What This Stack Does
This stack maximizes the capabilities of AMD Ryzen AI hardware by combining purpose-built tools that exploit NPU, GPU, and CPU acceleration. Lemonade serves as the primary inference engine, using hybrid NPU-GPU execution for optimal throughput and power efficiency on Ryzen AI 300-series and newer processors. Open WebUI provides a rich chat interface with conversation history, model switching, and RAG capabilities on top of Lemonade's API.
Multi-Modal Routing and Model Selection
The architecture routes all multi-modal requests through Lemonade's OpenAI-compatible API. Chat completion, image generation via Stable Diffusion, speech-to-text via Whisper, and text-to-speech via Kokoro all flow through the same endpoint. Open WebUI connects to this single URL for a unified experience. Ollama runs alongside as a fallback runtime for GGUF models that may not yet have AMD-optimized variants in Lemonade's supported formats.
Model selection follows a practical hierarchy. Lemonade handles primary LLM inference using ONNX models optimized for Ryzen AI NPU execution, delivering the best performance-per-watt on AMD hardware. For models only available in GGUF format, Lemonade's llama.cpp backend provides GPU-accelerated inference via ROCm or Vulkan. Ollama serves as the compatibility fallback for edge cases where a specific model or quantization variant is only available in Ollama's registry.
From Prototyping to Privacy-First Production
The development workflow starts with Lemonade's desktop application for model discovery, downloading, and testing. Developers browse models, evaluate them in the built-in chat interface, and then connect their applications to the API. Open WebUI extends this into a production-ready chat platform with user management, document upload for RAG, web search integration, and conversation sharing.

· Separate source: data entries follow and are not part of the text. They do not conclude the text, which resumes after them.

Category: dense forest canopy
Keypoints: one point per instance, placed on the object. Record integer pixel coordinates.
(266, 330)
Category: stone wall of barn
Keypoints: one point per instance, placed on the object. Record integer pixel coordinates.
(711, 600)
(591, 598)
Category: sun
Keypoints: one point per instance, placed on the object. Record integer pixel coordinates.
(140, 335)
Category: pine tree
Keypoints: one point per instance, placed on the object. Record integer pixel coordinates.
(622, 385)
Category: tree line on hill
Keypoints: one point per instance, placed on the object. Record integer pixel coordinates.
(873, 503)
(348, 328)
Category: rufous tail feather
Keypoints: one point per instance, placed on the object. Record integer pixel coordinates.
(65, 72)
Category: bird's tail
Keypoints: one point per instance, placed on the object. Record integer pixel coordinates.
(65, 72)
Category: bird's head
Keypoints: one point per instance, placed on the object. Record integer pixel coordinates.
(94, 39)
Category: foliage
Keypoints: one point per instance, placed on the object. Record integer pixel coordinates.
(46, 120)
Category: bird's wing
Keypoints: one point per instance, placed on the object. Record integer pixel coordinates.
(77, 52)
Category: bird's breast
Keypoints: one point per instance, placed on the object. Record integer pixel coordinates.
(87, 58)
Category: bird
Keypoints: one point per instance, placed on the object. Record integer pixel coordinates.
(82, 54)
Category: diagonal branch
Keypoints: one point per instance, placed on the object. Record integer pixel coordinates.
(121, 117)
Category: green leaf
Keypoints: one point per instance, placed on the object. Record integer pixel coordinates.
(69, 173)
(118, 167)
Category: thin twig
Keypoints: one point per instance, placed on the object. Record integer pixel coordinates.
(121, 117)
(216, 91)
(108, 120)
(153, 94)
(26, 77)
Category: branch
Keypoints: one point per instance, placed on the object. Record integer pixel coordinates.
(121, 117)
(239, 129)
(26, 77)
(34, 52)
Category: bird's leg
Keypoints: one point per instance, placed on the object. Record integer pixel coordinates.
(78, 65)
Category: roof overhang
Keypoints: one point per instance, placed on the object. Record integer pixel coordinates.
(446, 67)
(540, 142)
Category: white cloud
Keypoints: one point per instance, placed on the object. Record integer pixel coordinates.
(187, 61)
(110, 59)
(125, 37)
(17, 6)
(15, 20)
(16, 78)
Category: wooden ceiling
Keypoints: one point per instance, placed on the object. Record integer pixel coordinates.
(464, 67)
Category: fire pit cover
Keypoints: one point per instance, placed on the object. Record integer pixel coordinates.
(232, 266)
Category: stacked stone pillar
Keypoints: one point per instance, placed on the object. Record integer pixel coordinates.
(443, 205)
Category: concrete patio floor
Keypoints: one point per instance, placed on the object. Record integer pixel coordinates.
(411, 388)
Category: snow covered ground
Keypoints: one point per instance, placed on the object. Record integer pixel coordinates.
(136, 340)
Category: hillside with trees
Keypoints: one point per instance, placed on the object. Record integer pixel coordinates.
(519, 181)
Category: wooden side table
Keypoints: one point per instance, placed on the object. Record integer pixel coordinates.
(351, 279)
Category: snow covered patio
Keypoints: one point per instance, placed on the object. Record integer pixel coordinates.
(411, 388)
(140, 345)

Privacy and cost advantages are the stack's core selling points. All inference runs on local hardware with no data leaving the machine. There are no per-token API costs, no usage limits, and no internet dependency. The NPU-accelerated inference on Ryzen AI hardware keeps power consumption low enough for sustained use on laptop battery, making mobile local AI practical rather than theoretical.
The Bottom Line
The total cost is zero for software — all three tools are open-source under permissive licenses. The hardware investment depends on the AMD system, ranging from existing Ryzen AI laptops to dedicated workstations. For teams already on AMD hardware, this stack unlocks AI capabilities that were previously locked behind cloud API subscriptions.